Re: core dump analysis, was Re: stack smashing detected

To: Michael Schmitz <schmitzmic@gmail.com>
Cc: debian-68k@lists.debian.org, linux-m68k@lists.linux-m68k.org
Subject: Re: core dump analysis, was Re: stack smashing detected
From: Finn Thain <fthain@linux-m68k.org>
Date: Tue, 4 Apr 2023 14:05:06 +1000 (AEST)
Message-id: <[🔎] 69f70488-b84d-7c24-d001-529896f3bd34@linux-m68k.org>
In-reply-to: <[🔎] d6bdf882-9470-4d05-bd3c-36a1f3410fc1@gmail.com>
References: <4a9c1d0d-07aa-792e-921f-237d5a30fc44.ref@yahoo.com> <8042d988-6dd9-8170-60e9-cdf19118440f@yahoo.com> <a8f06e4b-db28-c8f9-5e21-3ea0f3eebacd@linux-m68k.org> <bb27b393-3d02-f42c-5c7f-c27d4936ece9@linux-m68k.org> <37da2ca2-dd99-8417-7cae-a88e2e7fc1b6@yahoo.com> <30a1be59-a1fd-f882-1072-c7db8734b1f1@gmail.com> <39f79c2d-e803-d7b1-078f-8757ca9b1238@yahoo.com> <c47abfdc-31c8-e7ed-1c14-90f68710f25d@gmail.com> <040ad66a-71dd-001b-0446-36cbd6547b37@yahoo.com> <5b9d64bb-2adc-20a2-f596-f99bf255b5cc@linux-m68k.org> <56bd9a33-c58a-58e0-3956-e63c61abe5fe@yahoo.com> <1725f7c1-2084-a404-653d-9e9f8bbe961c@linux-m68k.org> <e10b8e06-6a36-5c83-89da-bec8fd7d3ed9@linux-m68k.org> <19d1f2ac-67dd-5415-b64a-1e1b4451f01e@linux-m68k.org> <[🔎] ef5bcf6f-3541-50c2-9b6a-5e9d2f9c68d5@linux-m68k.org> <[🔎] 6c4d497e-6f0e-35cc-908e-9ef98151a56a@gmail.com> <[🔎] 44c29a26-a470-c03a-da55-0a9f6d347edd@linux-m68k.org> <[🔎] d6bdf882-9470-4d05-bd3c-36a1f3410fc1@gmail.com>

On Mon, 3 Apr 2023, Michael Schmitz wrote:

> Am 02.04.2023 um 21:31 schrieb Finn Thain:
> >
> >>
> >> Maybe an interaction between (multiple?) signals and syscall 
> >> return...
> >
> > When running dash from gdb in QEMU, there's only one signal (SIGCHLD) 
> > and it gets handled before __wait3() returns. (Of course, the "stack 
> > smashing detected" failure never shows up in QEMU.)
> 
> Might be a clue that we need multiple signals to force the stack 
> smashing error.
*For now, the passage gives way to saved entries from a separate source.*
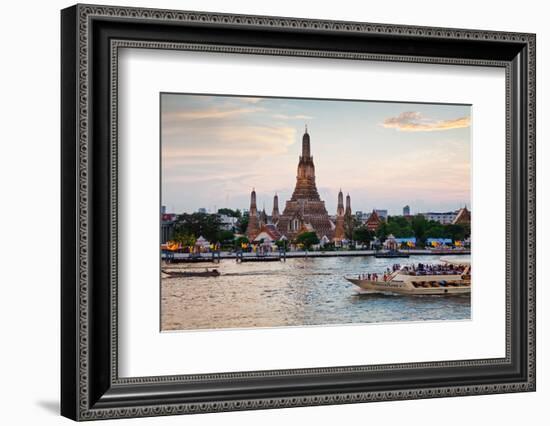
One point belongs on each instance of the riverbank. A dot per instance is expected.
(183, 257)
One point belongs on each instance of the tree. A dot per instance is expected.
(230, 212)
(225, 236)
(363, 235)
(456, 232)
(243, 223)
(198, 224)
(382, 231)
(307, 239)
(419, 226)
(240, 241)
(185, 240)
(399, 227)
(350, 223)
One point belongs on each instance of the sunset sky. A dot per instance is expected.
(215, 149)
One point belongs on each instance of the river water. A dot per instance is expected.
(298, 292)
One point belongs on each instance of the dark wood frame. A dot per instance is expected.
(90, 386)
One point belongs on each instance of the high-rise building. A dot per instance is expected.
(253, 223)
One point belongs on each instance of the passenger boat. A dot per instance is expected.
(450, 278)
(390, 254)
(208, 273)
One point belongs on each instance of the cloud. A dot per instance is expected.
(181, 143)
(208, 113)
(292, 117)
(412, 121)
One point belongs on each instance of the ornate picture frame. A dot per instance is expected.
(91, 38)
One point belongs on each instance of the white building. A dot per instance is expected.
(383, 214)
(228, 223)
(443, 218)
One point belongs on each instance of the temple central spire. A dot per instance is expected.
(306, 152)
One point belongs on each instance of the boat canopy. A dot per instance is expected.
(455, 260)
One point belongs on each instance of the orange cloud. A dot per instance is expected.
(412, 121)
(208, 113)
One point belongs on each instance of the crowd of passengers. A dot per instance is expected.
(422, 269)
(419, 269)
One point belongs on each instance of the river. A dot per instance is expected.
(298, 292)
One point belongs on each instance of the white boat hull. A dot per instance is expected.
(393, 287)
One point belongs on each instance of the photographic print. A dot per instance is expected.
(292, 212)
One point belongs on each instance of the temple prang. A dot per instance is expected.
(305, 211)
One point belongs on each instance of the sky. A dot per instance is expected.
(215, 149)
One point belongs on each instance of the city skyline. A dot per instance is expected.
(215, 149)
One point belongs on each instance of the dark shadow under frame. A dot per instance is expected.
(91, 37)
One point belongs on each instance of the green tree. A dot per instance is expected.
(243, 223)
(420, 226)
(456, 232)
(226, 236)
(308, 239)
(399, 227)
(382, 231)
(350, 223)
(186, 240)
(230, 212)
(239, 241)
(198, 224)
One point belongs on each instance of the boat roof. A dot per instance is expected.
(456, 261)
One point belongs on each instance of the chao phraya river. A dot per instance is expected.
(298, 292)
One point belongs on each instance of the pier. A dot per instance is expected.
(215, 257)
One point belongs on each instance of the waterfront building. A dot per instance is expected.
(167, 224)
(305, 211)
(339, 230)
(373, 221)
(275, 212)
(228, 223)
(444, 218)
(382, 214)
(263, 219)
(463, 217)
(268, 233)
(253, 223)
(348, 219)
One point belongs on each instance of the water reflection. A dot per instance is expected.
(297, 292)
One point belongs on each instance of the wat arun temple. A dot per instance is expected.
(304, 212)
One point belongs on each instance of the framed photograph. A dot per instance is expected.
(264, 212)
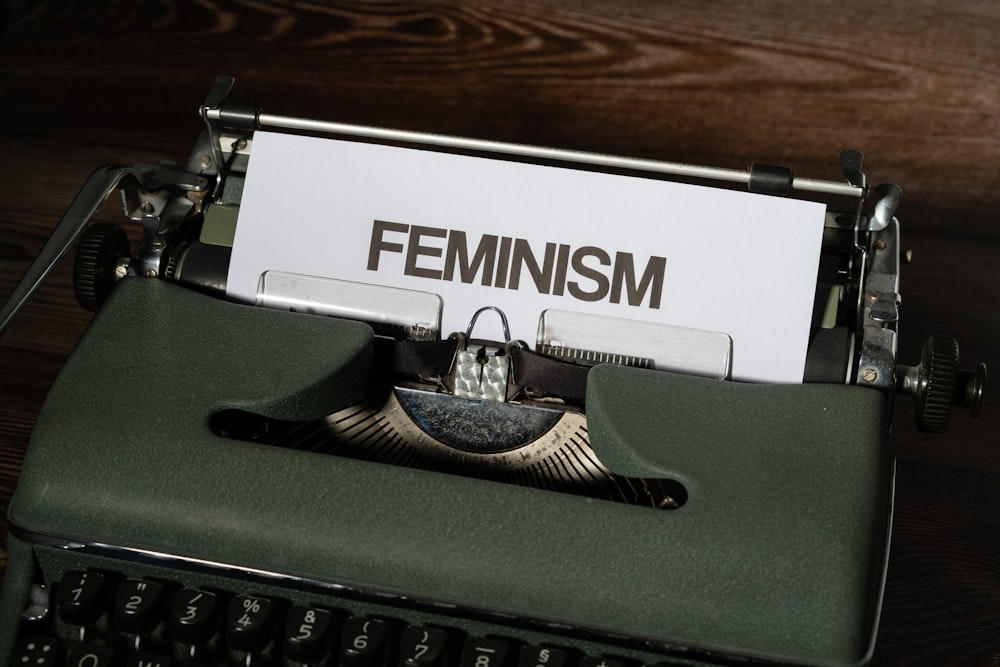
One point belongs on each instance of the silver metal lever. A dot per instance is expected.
(85, 206)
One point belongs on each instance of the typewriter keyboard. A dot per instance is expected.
(125, 614)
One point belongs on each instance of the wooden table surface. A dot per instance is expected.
(913, 84)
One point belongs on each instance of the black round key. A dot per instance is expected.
(37, 652)
(308, 634)
(82, 597)
(423, 647)
(364, 642)
(249, 622)
(194, 616)
(138, 606)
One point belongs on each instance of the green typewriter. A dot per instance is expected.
(325, 474)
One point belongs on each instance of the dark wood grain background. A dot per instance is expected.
(914, 84)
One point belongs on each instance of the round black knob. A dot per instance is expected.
(937, 376)
(101, 250)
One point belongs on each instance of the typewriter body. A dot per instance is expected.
(221, 483)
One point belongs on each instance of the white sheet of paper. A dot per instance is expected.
(721, 260)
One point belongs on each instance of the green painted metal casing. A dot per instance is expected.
(778, 553)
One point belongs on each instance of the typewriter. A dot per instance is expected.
(325, 476)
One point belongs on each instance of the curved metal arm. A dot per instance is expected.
(85, 206)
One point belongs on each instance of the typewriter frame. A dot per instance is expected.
(821, 487)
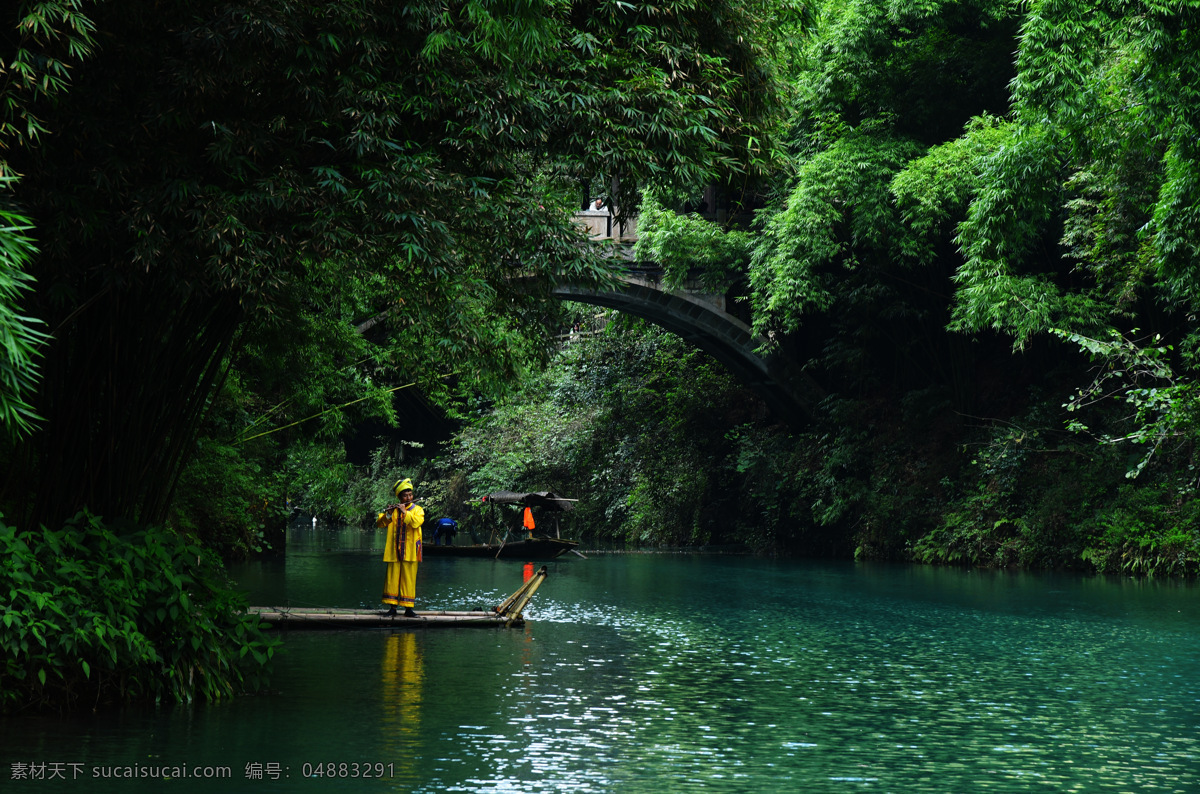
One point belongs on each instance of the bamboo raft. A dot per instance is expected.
(509, 613)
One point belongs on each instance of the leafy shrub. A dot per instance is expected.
(99, 614)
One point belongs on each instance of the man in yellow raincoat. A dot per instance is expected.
(402, 551)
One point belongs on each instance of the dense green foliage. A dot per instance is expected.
(251, 229)
(95, 614)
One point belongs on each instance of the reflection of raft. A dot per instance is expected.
(509, 613)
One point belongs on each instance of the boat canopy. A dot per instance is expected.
(544, 499)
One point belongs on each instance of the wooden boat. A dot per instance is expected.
(509, 613)
(510, 543)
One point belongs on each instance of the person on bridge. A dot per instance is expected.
(402, 549)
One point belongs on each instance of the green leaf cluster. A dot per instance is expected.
(96, 614)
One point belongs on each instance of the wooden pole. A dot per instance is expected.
(535, 582)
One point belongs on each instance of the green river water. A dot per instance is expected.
(677, 673)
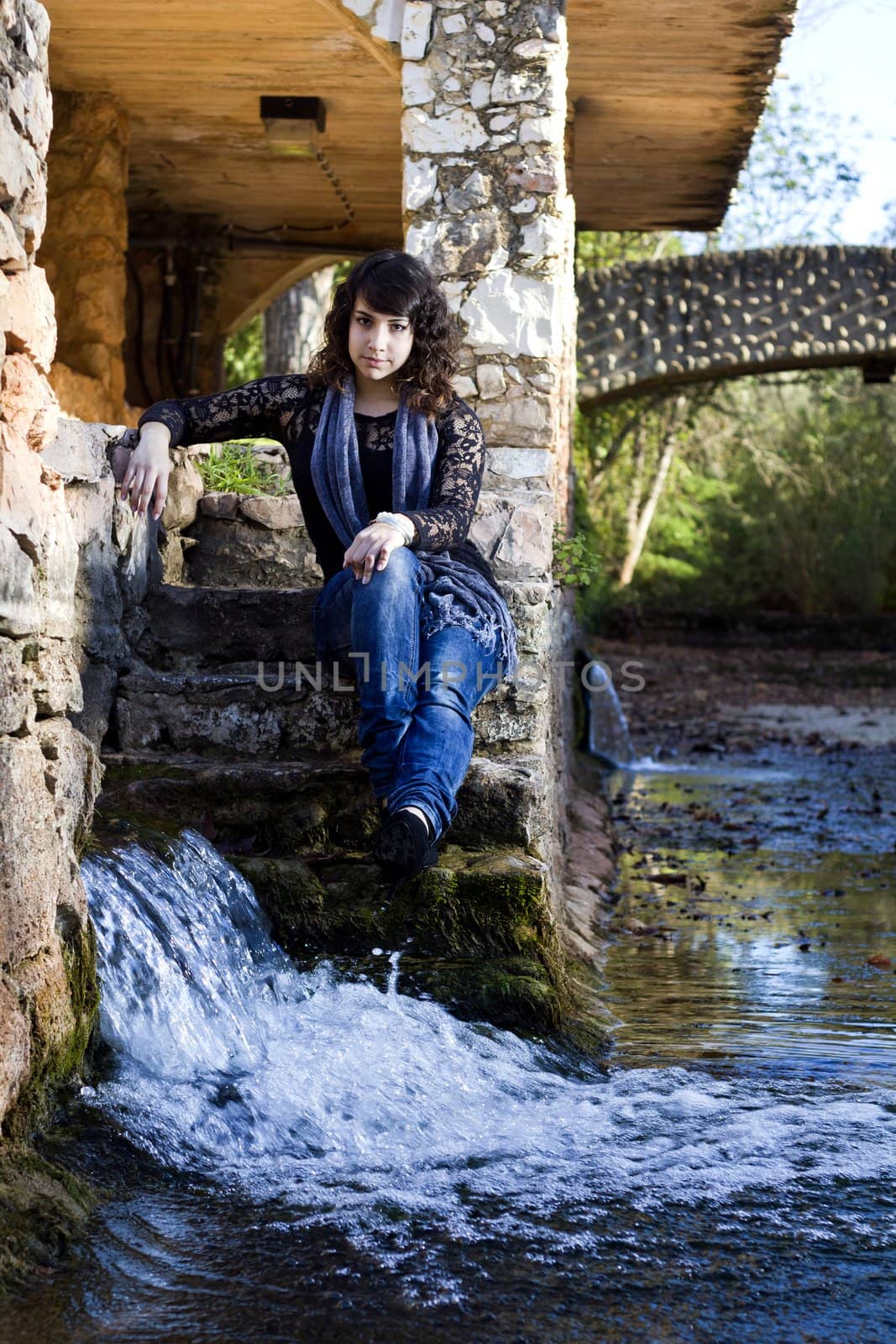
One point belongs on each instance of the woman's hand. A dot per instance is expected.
(372, 548)
(148, 470)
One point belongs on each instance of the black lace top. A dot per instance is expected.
(286, 409)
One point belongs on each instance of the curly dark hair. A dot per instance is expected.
(394, 282)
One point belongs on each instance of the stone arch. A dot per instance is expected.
(647, 326)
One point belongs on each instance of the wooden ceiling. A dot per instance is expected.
(667, 96)
(190, 74)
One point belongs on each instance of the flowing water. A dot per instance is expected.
(315, 1156)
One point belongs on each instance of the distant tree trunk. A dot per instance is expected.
(295, 323)
(645, 517)
(638, 519)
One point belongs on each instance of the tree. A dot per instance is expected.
(799, 179)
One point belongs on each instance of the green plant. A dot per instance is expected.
(234, 468)
(575, 564)
(244, 353)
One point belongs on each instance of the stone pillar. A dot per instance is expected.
(83, 253)
(49, 772)
(486, 206)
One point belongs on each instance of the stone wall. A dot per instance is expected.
(723, 315)
(83, 253)
(486, 206)
(58, 568)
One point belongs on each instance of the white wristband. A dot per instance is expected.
(405, 526)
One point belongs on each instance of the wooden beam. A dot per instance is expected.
(375, 47)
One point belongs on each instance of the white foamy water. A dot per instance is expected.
(351, 1104)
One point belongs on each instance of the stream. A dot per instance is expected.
(316, 1156)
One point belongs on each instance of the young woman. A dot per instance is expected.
(387, 464)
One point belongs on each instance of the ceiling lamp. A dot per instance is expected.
(293, 125)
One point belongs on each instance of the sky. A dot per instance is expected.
(844, 54)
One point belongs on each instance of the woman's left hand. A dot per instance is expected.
(371, 549)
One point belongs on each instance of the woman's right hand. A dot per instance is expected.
(148, 470)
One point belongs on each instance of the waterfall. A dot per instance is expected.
(609, 737)
(362, 1108)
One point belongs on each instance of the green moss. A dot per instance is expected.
(42, 1207)
(513, 992)
(55, 1062)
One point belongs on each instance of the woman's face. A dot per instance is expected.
(378, 344)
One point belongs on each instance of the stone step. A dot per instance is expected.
(206, 627)
(278, 712)
(476, 931)
(285, 808)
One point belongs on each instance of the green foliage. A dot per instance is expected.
(575, 561)
(799, 179)
(595, 248)
(783, 499)
(234, 467)
(244, 354)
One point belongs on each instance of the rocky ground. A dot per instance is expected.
(703, 699)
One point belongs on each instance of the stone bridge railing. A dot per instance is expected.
(649, 326)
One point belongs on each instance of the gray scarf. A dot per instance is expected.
(453, 593)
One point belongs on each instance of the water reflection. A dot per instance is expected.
(755, 947)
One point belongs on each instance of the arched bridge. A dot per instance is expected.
(647, 326)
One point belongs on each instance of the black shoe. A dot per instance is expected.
(403, 846)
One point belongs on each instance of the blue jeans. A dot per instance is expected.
(417, 694)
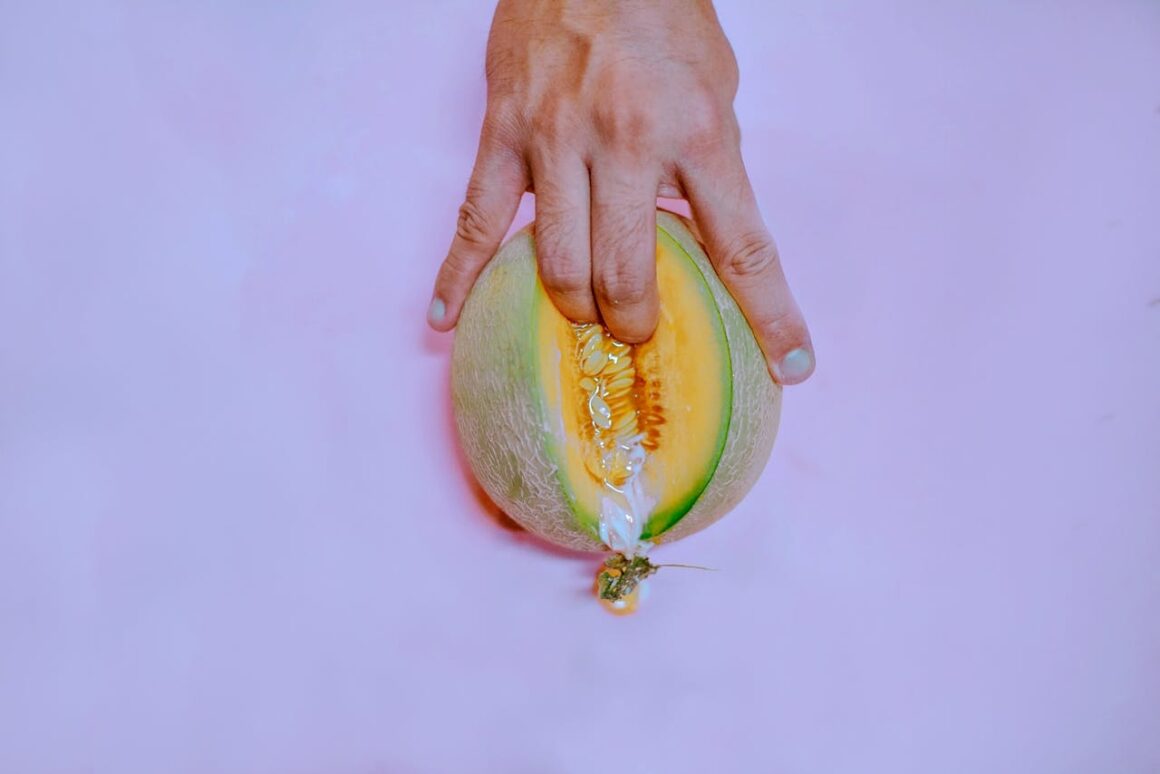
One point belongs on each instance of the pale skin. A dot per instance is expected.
(600, 107)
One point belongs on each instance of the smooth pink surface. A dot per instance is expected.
(234, 534)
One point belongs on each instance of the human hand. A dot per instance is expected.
(600, 107)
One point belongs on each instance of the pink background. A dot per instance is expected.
(234, 532)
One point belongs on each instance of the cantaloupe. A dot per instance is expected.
(596, 445)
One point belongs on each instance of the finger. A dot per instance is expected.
(563, 246)
(493, 196)
(624, 248)
(747, 262)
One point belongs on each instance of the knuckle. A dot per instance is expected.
(564, 276)
(781, 324)
(553, 123)
(473, 225)
(628, 122)
(751, 255)
(708, 128)
(502, 124)
(623, 287)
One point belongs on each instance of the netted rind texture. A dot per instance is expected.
(500, 417)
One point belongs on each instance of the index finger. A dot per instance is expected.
(746, 259)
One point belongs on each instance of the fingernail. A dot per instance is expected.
(436, 311)
(795, 367)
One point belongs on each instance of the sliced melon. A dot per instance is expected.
(597, 445)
And we might not get that in QEMU, due to the faster 
> execution in emulating on a modern processor.
> 

Right -- being that the failure is intermittent on real hardware, it's not 
surprising that I can't make it show up in QEMU or Aranym.

But no-one has reproduced it on Atari or Amiga hardware yet so I guess it 
could be a driver issue...

I wonder whether anyone else is actually running recent Debian/SID with 
sysvinit and without a Debian initrd on a Motorola 68030 system.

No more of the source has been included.